When basic questions aren’t answered it’s a massive red flag

In a post Pondering Homejoy’s failure a former employee wrote (emphasis mine):

At Homejoy a lot of us, myself included, got drunk under the majestic startupville spell. The hangover was rough. The swirling tales of companies that had found success circumventing basic business principals had taken root. We were all too often a pack of disillusioned startup junkies that swore that even basic math could be defied by growth and startup voodoo. Let’s discount $100+ cleanings down to $19. Not to worry, growth fixes everything. Let’s lock customers into discount rates that even with infinite retention won’t become profitable. Let’s just rub the magic startup lamp. The startup genie never showed and growth didn’t fix everything. Growth is very pretty and shiny though. It’s also incredibly distracting, and it won’t fix everything. It’s kind of like being data-informed as opposed to being data-driven.

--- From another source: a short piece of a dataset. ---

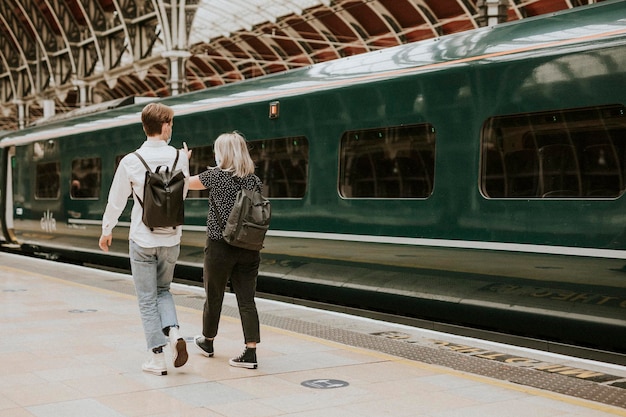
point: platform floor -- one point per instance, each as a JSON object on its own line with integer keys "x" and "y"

My point is not to pick on Homejoy. There are scores of other companies where this kind of groupthink gone crazy is happening, and it’s present in all startups to a certain extent. Steve Jobs’ famous ‘reality distortion field’ helped him and Apple achieve amazing things, but it’s just a short step from there to losing touch with reality altogether.

The trick then is to know when it’s gone too far, and the answer is that when basic questions about the business can’t be properly answered it’s time to take a step back and think again. It’s smart to say that growth will fix everything if there’s a credible explanation of how that will happen. It’s also smart to motivate individuals and small teams to achieve great things by setting wildly ambitious targets, provided they buy into them.

What’s not smart is to fixate on maximising growth and start to deny reality in other areas in order to support that goal. Investors love growth, and it’s possible to keep the party going for quite a long time with this path, and it’s also true that some companies luck out and ride this wave all the way to a big exit. But luck is not a strategy.

  • Very interesting. In his words, HomeJoy failed for the same reasons that afflicted Zirtual, and even Uber (although the latter miraculously still keeps going). It seems to me though that one of the problems with HomeJoy was that clients discovered that many of its cleaners were actually homeless people. There was a huge opportunity there for HomeJoy to retrain the homeless population and give them jobs, but instead they kept cutting corners, and it showed in their reviews. When you treat people like cattle, the output will reflect those values, especially if you are dealing with customer service. HomeJoy and Zirtual’s problems went beyond their business model, and as the first victims of the on-demand startup era, they taught us that when companies mislabel employees and treat them poorly, the high turnover rate will eventually take the company down.